Example: Coin Tossing

• Likelihood: [math]f\left(\left.x\right|p\right)=p^{x}\left(1-p\right)^{1-x}1\left(x\in\left\{ 0,1\right\} \right)[/math]
• Prior Belief: [math]f\left(p\right)=1\left(p\in\left[0,1\right]\right)[/math]
• Joint Distribution: [math]f\left(x,p\right)=f\left(\left.x\right|p\right)f\left(p\right)=p^{x}\left(1-p\right)^{1-x}[/math]
• Marginal distribution of [math]X[/math]:

[math]\begin{aligned} f\left(x\right) & =\int_{p\in\left[0,1\right]}f\left(\left.x\right|p\right)f\left(p\right)dp\\ & =\int_{p\in\left[0,1\right]}f\left(x,p\right)dp\\ & =\int_{0}^{1}p^{x}\left(1-p\right)^{1-x}dp\\ & =\frac{1}{2},\,for\,x\in\left\{ 0,1\right\} .\end{aligned}[/math]
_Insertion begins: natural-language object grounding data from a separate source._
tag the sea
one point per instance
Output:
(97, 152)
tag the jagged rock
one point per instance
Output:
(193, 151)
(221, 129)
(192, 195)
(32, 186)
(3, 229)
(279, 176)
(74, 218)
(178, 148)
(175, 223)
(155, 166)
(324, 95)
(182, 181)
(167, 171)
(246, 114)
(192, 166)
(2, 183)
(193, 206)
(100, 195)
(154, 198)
(The integral above is especially complicated; you don’t need to know how to solve it on your own; however, if you notice that we only need its value at [math]x\in\left\{ 0,1\right\} ,[/math] then one can replace the integrand by [math]px+\left(1-p\right)\left(1-x\right)[/math] and obtain the same result.)

So,

[math]f\left(\left.p\right|x\right)=\frac{p^{x}\left(1-p\right)^{1-x}}{\frac{1}{2}}=2p^{x}\left(1-p\right)^{1-x}.[/math]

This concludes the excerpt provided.